Figure 5a presents the α value of the five samples in the X-band. The Y85 sample showed an average α value of about 19.0, but the α value of doped-CNT samples had a major effect relative to the lowest α value seen in the undoped-CNT Y85 ceramic. These data further prove that the addition of CNT can improve EM attenuation, leading to good microwave absorption. The average α values of Y76 and Y81 were 319.8 and 267.1, respectively. The average α values of Y78 and Y83 were 188.8 and 176.4, respectively. The Y76 and Y81 values showed a larger α value versus Y78 and Y83, suggesting an exceptional EM wave attenuation ability.
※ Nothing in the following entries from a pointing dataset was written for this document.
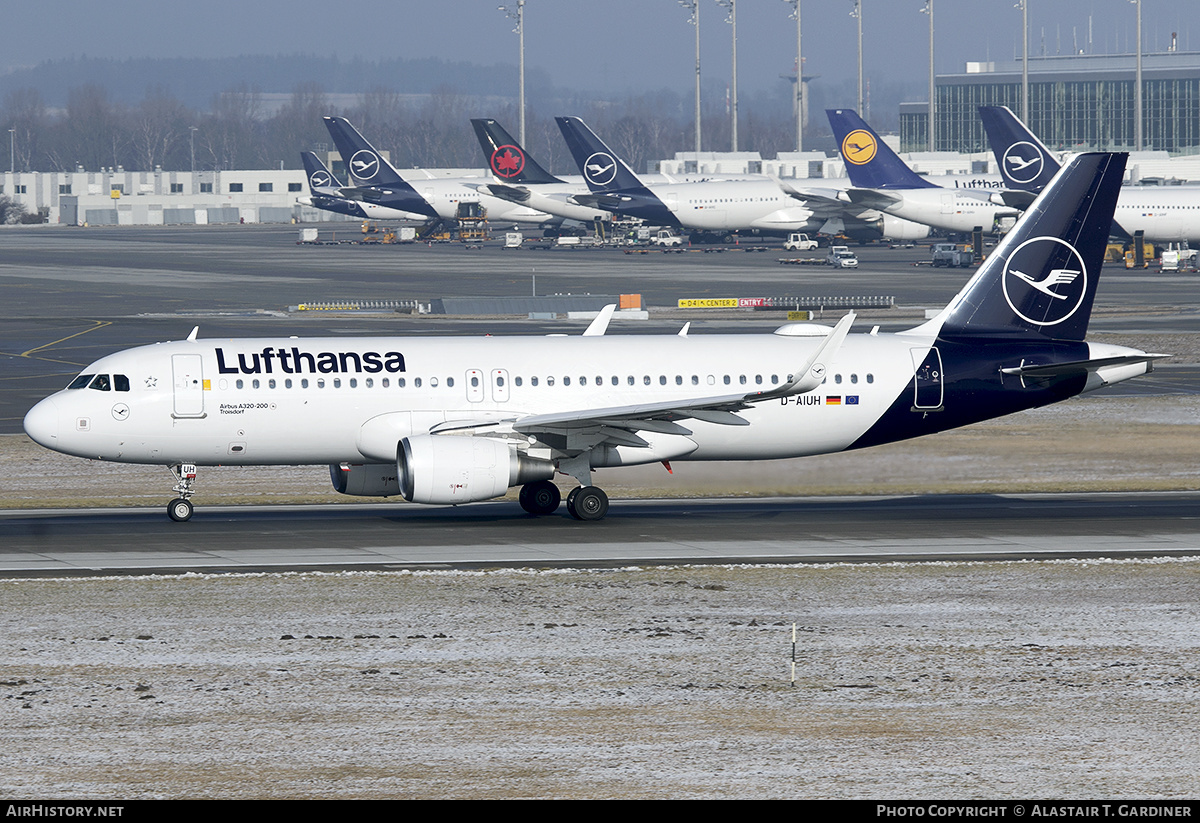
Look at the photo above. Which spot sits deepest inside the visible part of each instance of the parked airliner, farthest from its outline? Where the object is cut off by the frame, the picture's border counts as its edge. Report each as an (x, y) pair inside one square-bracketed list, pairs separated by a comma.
[(882, 181), (450, 420), (376, 180), (522, 180), (1163, 214), (324, 192), (713, 205)]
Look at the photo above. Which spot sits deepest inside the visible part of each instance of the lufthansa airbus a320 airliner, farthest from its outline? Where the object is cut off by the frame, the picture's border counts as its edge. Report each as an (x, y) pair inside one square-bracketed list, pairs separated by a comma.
[(449, 420)]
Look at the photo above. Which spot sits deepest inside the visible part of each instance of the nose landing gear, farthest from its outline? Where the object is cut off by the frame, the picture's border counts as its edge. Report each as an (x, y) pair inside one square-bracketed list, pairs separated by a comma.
[(180, 509)]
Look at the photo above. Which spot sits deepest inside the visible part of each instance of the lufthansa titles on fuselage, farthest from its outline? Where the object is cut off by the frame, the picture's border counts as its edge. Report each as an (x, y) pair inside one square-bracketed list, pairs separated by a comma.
[(294, 361)]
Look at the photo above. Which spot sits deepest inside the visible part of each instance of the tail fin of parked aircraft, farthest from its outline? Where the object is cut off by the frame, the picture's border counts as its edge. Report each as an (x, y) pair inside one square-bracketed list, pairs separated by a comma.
[(1023, 158), (1041, 280), (321, 179), (364, 163), (507, 158), (870, 162), (599, 164)]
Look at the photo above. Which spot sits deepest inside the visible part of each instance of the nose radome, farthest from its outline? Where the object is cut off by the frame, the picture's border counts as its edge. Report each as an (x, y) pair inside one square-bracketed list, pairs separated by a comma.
[(42, 424)]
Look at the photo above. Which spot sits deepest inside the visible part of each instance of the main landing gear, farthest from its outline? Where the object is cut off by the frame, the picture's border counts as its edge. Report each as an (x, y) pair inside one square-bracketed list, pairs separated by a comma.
[(180, 509), (585, 503)]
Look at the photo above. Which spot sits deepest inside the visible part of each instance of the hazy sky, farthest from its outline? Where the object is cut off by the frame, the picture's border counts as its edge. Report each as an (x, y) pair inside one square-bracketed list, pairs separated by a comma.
[(621, 44)]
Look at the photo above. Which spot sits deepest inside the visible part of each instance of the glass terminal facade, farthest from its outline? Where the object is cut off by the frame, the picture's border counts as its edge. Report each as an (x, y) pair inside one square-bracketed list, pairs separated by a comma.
[(1078, 102)]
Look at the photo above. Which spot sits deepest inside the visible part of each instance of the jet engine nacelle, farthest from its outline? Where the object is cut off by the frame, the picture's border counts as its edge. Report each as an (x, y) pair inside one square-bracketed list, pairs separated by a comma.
[(365, 480), (453, 469), (897, 228)]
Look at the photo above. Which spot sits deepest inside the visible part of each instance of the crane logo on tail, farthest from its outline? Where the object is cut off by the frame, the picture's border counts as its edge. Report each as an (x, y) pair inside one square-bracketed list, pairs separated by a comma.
[(1045, 281), (364, 164), (1023, 162), (859, 146), (600, 168)]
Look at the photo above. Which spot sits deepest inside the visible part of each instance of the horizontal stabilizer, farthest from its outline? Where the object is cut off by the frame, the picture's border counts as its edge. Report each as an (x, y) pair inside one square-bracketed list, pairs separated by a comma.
[(1081, 366)]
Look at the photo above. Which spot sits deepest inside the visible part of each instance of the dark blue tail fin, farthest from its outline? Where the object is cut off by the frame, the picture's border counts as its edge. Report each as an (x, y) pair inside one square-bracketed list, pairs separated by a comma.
[(1023, 160), (321, 179), (364, 163), (600, 167), (507, 158), (870, 163), (372, 178), (1041, 281)]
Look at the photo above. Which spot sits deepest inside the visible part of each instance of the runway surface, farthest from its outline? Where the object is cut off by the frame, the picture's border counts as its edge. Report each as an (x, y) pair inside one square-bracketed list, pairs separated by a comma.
[(635, 533)]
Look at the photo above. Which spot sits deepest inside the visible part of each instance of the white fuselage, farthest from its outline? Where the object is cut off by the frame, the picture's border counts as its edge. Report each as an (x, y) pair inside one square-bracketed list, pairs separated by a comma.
[(951, 210), (1165, 214), (445, 194), (294, 401)]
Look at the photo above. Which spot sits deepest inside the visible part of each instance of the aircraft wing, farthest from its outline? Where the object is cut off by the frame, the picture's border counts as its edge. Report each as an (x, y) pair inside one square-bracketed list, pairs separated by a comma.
[(510, 193), (871, 198), (619, 424), (1014, 198)]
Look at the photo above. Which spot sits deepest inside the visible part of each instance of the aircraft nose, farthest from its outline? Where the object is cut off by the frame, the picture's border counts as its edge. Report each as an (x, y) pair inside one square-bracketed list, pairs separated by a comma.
[(42, 424)]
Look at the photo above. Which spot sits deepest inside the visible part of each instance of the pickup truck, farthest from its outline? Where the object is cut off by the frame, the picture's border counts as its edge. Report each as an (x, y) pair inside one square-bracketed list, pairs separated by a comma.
[(799, 242), (666, 238), (840, 257), (948, 254)]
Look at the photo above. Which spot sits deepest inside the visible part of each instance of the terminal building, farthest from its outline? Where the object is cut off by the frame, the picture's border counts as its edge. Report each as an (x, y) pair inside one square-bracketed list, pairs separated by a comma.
[(1078, 102), (117, 197)]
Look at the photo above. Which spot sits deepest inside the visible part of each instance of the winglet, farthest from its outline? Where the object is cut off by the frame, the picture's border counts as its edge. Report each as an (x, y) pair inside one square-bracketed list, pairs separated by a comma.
[(813, 373), (600, 324)]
However, Y78 and Y83 ceramics had higher reflection loss values than Y76 and Y81: the attenuation constant only indicates that the material has a strong EM attenuation ability. No other factor could be considered, i.e., impedance matching. Figure 5b–f shows the impedance matching of five samples simulated at different absorbing thicknesses. Values of $\left|Z_{in}/Z_0\right|$ of Y85, Y81, and Y76 ceramics were far from 1, but Y83 and Y78 approached 1 as the absorbing thickness changed. These observations suggest that Y83 and Y78 samples absorb more EM waves. Therefore, good microwave absorption is related to both EM attenuation loss and impedance matching.

4. Conclusions

Y₂O₃, ZrB₂, and CNT powders were uniformly mixed via a planetary ball mill, followed by spray drying. The Y₂O₃/ZrB₂/CNT ceramics were fabricated by APS technology. The ε′ and ε″ values of Y₂O₃/ZrB₂/CNT ceramics increased when the ZrB₂ or CNT contents increased, because Y₂O₃/ZrB₂/CNT ceramics have dense conductive percolation pathways. These pathways can respond to the presence of conductance losses and thus improve the microwave absorption ability. The RL_min value of the Y83 sample was −25.7 dB at 12.3 GHz with a 1.9 mm thickness. One could control the EM properties of Y₂O₃/ZrB₂/CNT ceramics by tuning the mass percentage of Y₂O₃, ZrB₂, and CNT. This could lead to a high attenuation capability and good impedance matching. This unique Y₂O₃/ZrB₂/CNT hybrid had excellent EM wave absorption properties and is a good candidate for designing ceramic-based high-temperature absorbers.